Qing Qu (UMich): Harnessing Low-Dimensionality for Generalizable and Scientific Generative AI
Abstract: The empirical success of modern generative AI, from diffusion models to Large Language Models (LLMs), often outpaces our classical understanding of how machine learning models generalize from finite, out-of-distribution (OOD) data. This talk introduces a unified mathematical framework identifying intrinsic low-dimensional structures as the primary driver of generalization and a critical lever for advancing scientific AI. First, we deconstruct the generalization mechanism of diffusion models, revealing a training transition from memorization to generalization that effectively breaks the curse of dimensionality. By using a mixture of low-rank Gaussian models, we demonstrate that sample complexity scales linearly with the intrinsic dimension rather than exponentially with the ambient dimension, through establishing a formal equivalence with the canonical subspace clustering problem. Moreover, by exploring nonlinearity in two-layer denoising autoencoders, we uncover how weight structures differ between memorization and generalization. This distinction allows us to provide a unified understanding of how models learn representations and how they generate new data. Second, we characterize the OOD generalization of in-context learning (ICL) in transformers. For linear regression tasks in which vectors lie in low-dimensional subspaces, we show that OOD capabilities emerge from interpolating across training task subspaces. We derive precise conditions under which linear attention models interpolate across distribution shifts, highlighting task diversity as a prerequisite for ICL efficacy.
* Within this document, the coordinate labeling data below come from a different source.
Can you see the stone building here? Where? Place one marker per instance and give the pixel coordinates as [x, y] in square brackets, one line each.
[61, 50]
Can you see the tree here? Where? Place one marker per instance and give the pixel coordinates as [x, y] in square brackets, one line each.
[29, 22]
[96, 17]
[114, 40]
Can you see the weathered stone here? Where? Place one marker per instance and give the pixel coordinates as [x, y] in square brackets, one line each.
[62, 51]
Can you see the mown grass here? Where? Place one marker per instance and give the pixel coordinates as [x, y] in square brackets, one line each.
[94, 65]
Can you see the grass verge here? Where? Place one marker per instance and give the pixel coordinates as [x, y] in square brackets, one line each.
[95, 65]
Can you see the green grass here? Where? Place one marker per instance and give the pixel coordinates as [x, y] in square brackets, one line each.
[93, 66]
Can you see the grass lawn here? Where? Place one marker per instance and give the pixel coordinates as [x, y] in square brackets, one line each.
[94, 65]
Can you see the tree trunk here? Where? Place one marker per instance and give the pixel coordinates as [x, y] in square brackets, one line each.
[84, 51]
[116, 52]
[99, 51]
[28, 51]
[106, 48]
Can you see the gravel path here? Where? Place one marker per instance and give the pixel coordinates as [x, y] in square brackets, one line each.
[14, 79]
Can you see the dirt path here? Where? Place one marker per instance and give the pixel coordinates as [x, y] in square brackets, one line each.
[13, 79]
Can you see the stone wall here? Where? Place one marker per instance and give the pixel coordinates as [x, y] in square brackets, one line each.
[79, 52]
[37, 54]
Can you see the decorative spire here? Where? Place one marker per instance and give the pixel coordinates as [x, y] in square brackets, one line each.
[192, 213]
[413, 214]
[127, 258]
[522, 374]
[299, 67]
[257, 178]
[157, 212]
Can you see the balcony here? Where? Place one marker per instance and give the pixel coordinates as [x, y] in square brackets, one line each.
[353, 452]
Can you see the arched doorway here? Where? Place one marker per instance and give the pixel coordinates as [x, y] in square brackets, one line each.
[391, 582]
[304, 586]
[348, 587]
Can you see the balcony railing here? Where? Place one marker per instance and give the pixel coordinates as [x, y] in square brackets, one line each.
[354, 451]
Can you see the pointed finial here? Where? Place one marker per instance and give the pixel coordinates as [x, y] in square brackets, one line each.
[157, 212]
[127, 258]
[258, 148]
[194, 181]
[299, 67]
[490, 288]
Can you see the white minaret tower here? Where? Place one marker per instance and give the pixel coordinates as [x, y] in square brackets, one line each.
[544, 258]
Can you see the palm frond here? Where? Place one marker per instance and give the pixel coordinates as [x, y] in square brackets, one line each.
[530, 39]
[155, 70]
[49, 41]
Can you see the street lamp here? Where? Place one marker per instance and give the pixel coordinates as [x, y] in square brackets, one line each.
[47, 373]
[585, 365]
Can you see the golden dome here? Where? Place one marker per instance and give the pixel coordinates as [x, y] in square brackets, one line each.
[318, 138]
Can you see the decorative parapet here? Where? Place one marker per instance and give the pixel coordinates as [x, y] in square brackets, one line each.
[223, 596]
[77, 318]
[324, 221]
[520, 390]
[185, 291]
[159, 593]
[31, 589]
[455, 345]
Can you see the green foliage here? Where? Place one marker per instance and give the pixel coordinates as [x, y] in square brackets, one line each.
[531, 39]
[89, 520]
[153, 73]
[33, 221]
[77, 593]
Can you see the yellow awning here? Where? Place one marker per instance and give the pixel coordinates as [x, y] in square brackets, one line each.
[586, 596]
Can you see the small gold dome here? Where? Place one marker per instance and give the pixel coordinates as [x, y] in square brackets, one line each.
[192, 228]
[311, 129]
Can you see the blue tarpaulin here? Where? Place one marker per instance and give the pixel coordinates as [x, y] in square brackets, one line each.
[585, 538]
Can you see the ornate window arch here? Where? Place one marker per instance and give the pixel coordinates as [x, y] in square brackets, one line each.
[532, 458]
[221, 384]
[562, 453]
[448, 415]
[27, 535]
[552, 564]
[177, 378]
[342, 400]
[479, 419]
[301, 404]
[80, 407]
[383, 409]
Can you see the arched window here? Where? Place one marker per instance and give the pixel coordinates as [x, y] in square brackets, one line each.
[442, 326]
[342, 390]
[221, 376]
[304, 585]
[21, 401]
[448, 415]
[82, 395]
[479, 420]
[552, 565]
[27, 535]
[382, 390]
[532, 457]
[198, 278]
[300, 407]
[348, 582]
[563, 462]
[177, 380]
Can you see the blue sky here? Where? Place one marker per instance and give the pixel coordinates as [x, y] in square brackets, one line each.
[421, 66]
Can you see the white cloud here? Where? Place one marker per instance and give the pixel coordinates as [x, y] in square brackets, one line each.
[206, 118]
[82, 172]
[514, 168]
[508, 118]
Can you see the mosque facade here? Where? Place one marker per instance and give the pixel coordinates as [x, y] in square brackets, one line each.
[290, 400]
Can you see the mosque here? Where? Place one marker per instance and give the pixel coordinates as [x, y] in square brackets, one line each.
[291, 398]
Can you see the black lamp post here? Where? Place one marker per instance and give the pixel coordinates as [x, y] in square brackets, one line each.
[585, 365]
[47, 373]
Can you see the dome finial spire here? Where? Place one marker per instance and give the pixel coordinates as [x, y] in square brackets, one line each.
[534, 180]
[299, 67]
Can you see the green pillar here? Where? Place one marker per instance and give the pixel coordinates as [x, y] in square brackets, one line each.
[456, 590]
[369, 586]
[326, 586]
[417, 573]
Finally, we translate these theoretical insights into practical guidelines for controlled generation, ensuring model safety and privacy, and solving high-dimensional inverse problems in science and engineering.
Speakers
Qing Qu
Qing Qu is an Assistant Professor in EECS at the University of Michigan. He works at the intersection of the foundations of machine learning, numerical optimization, and signal/image processing, with a current focus on the theory of deep generative models and representation learning. Prior to joining Michigan in 2021, he was a Moore–Sloan Data Science Fellow at the Center for Data Science, New York University (2018–2020). He received his Ph.D. in Electrical Engineering from Columbia University in October 2018 and his B.Eng. in Electrical and Computer Engineering from Tsinghua University in July 2011. His work has been recognized with multiple honors, including the Best Student Paper Award at SPARS 2015, a Microsoft PhD Fellowship in Machine Learning (2016), the Best Paper Award at the NeurIPS Diffusion Models Workshop (2023), NSF CAREER Award (2022), Amazon Research Award (AWS AI, 2023), UM CHS Junior Faculty Award (2025), Google Research Scholar Award (2025), and the 1938E Award in Michigan Engineering. He has led and delivered multiple tutorials at ICASSP, CPAL, CVPR, ICCV, and ICML. He was one of the founding organizers and Program Chair for the new Conference on Parsimony & Learning (CPAL), regularly serves as an Area Chair for NeurIPS, ICML, and ICLR, senior area chair for ICASSP’26, and is an Action Editor for TMLR.